After the JSON serialized job is POSTed to the job executor (via /rpc/RunSingleJob.php endpoint) it's deserialized and executed. The result of the execution is reported via HTTP status codes back to ChangePropagation service. Each job is signed by MediaWiki with a secret key and the signature is verified on the receiving side to avoid executing unverified events.

Monitoring

Logs

For logs monitoring there is a consolidated Logstash JobQueue EventBus dashboard showing the logs from each part of the system:

  • EventBus logs for the Mediawiki extension that posts the jobs to Kafka.
  • cpjobqueue logs for the dedicated Change Propagation service deploy.
  • JobExecutor logs for the job execution side of the system.

Graphs

Grafana has a JobQueue EventBus dashboard as well with the following graphs:

  • Job insertion rates. Represents the rate of the job events per second inserted into Kafka per job type.
  • Normal job processing rate. Represents the number of events executed but change propagation per job type.
  • Normal job processing timing. Represents the average time it takes to execute a job per type.
  • Normal job processing delay in time. Represents the average time spent between enqueueing a job event and executing it.
  • Normal ROOT job processing delay in time. For recursive jobs represents the average, p75 and p99 delay between enqueueing a root job and processing an individual leaf job.
  • Retry job processing graphs. Where appropriate the same graphs exist for retry topics for each job type.
  • Deduplication. Represents the rate in which each job type was deduplicated based on either of the 3 deduplication conditions.
  • Change Propagation memory graphs. Allows to track memory usage and garbage collection patterns in the change propagation service.

Scripts

Apart from he dashboards, the queue could be manually examined via directly connecting to Kafka via kafkacat, consuming unclaimed job events and making statistics about the queue status. There will be several scripts provided for doing that easily. The alpha version of some of the scripts can be found on kafka1001.eqiad.wmnet under /home/ppchelko As we gain more operational experience with the scripts they will moved to puppet.

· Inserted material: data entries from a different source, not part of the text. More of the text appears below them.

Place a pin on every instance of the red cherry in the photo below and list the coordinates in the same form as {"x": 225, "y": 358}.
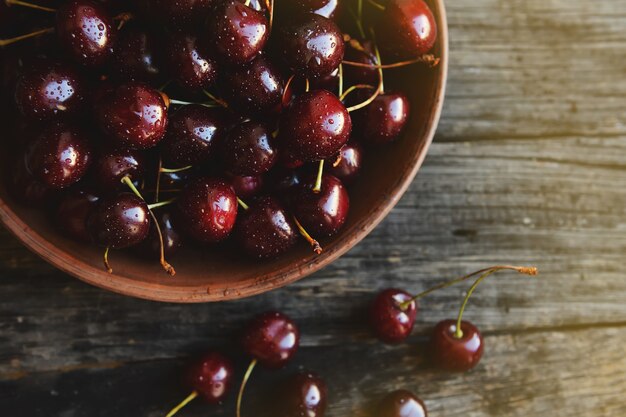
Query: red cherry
{"x": 402, "y": 403}
{"x": 454, "y": 353}
{"x": 390, "y": 322}
{"x": 406, "y": 29}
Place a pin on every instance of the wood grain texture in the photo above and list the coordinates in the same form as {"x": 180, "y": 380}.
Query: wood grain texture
{"x": 529, "y": 166}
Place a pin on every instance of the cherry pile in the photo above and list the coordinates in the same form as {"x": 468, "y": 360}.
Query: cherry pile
{"x": 157, "y": 124}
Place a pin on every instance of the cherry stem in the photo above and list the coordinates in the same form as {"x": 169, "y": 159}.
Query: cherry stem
{"x": 5, "y": 42}
{"x": 318, "y": 181}
{"x": 314, "y": 243}
{"x": 168, "y": 268}
{"x": 242, "y": 388}
{"x": 526, "y": 270}
{"x": 30, "y": 5}
{"x": 183, "y": 403}
{"x": 426, "y": 58}
{"x": 106, "y": 261}
{"x": 242, "y": 204}
{"x": 174, "y": 170}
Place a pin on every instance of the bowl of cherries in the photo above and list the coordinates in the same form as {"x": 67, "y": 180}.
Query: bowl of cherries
{"x": 205, "y": 150}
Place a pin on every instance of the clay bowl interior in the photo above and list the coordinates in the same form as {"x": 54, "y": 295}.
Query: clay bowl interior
{"x": 210, "y": 274}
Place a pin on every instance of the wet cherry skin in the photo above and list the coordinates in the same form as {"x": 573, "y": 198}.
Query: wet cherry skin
{"x": 402, "y": 403}
{"x": 189, "y": 62}
{"x": 206, "y": 210}
{"x": 133, "y": 115}
{"x": 271, "y": 338}
{"x": 406, "y": 29}
{"x": 315, "y": 126}
{"x": 50, "y": 90}
{"x": 60, "y": 156}
{"x": 350, "y": 163}
{"x": 305, "y": 395}
{"x": 72, "y": 212}
{"x": 86, "y": 31}
{"x": 321, "y": 213}
{"x": 266, "y": 229}
{"x": 119, "y": 221}
{"x": 249, "y": 149}
{"x": 384, "y": 119}
{"x": 452, "y": 354}
{"x": 237, "y": 33}
{"x": 211, "y": 376}
{"x": 192, "y": 135}
{"x": 311, "y": 45}
{"x": 390, "y": 323}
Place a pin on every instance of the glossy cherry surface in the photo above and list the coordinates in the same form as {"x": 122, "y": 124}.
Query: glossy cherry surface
{"x": 257, "y": 87}
{"x": 311, "y": 45}
{"x": 192, "y": 135}
{"x": 348, "y": 163}
{"x": 211, "y": 376}
{"x": 249, "y": 149}
{"x": 305, "y": 395}
{"x": 133, "y": 115}
{"x": 85, "y": 30}
{"x": 266, "y": 229}
{"x": 456, "y": 354}
{"x": 50, "y": 90}
{"x": 384, "y": 119}
{"x": 402, "y": 403}
{"x": 406, "y": 29}
{"x": 111, "y": 166}
{"x": 60, "y": 156}
{"x": 271, "y": 338}
{"x": 206, "y": 210}
{"x": 237, "y": 32}
{"x": 315, "y": 126}
{"x": 390, "y": 323}
{"x": 119, "y": 221}
{"x": 189, "y": 62}
{"x": 321, "y": 213}
{"x": 72, "y": 213}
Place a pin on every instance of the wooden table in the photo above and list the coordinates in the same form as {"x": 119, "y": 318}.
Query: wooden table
{"x": 528, "y": 167}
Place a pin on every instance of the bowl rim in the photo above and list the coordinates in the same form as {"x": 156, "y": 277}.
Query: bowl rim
{"x": 197, "y": 294}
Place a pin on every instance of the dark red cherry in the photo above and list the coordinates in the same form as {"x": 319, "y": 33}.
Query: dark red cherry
{"x": 249, "y": 149}
{"x": 247, "y": 187}
{"x": 266, "y": 230}
{"x": 60, "y": 156}
{"x": 384, "y": 119}
{"x": 312, "y": 45}
{"x": 133, "y": 115}
{"x": 406, "y": 29}
{"x": 206, "y": 210}
{"x": 119, "y": 221}
{"x": 257, "y": 87}
{"x": 211, "y": 377}
{"x": 321, "y": 213}
{"x": 390, "y": 322}
{"x": 111, "y": 166}
{"x": 305, "y": 395}
{"x": 315, "y": 126}
{"x": 402, "y": 403}
{"x": 271, "y": 338}
{"x": 237, "y": 32}
{"x": 72, "y": 212}
{"x": 456, "y": 354}
{"x": 347, "y": 165}
{"x": 135, "y": 57}
{"x": 50, "y": 90}
{"x": 189, "y": 62}
{"x": 85, "y": 30}
{"x": 192, "y": 135}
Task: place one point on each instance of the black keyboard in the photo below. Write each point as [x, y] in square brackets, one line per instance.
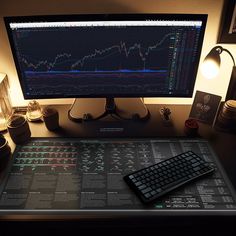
[156, 180]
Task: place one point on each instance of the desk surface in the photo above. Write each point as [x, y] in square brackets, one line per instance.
[222, 143]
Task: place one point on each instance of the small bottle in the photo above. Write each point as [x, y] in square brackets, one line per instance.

  • check_queue.sh for each job type it can either show statistics per domain or the list of domains with the highest backlog.

Tips and tricks

A collection of tips that were learned while operating the similar system for RESTBase updates.

  • When restarting a service a huge spike in event processing speed will occur - that's normal.
  • Restating a single node will cause a rebalance of a topic if that node was responsible for processing it.

Miscellaneous

Multi-DC support

Operation in multi-datacenter environment

The queue implementation comes with built-in automatic multi-datacenter support. Jobs in each DC are posted to the local Kafka cluster and consumed by a local instances of change propagation service. The execution is dispatched to the master DC by sending requests to jobrunner.discovery.wmnet.

In both datacenters topic names for local events are prefixed with the datacenter name. The job topics are mirrored between datacenters via MirrorMaker, so in case of actual datacenter loss the backlog is not lost and can be re-executed. However currently there's no special software to reexecute the backlogs.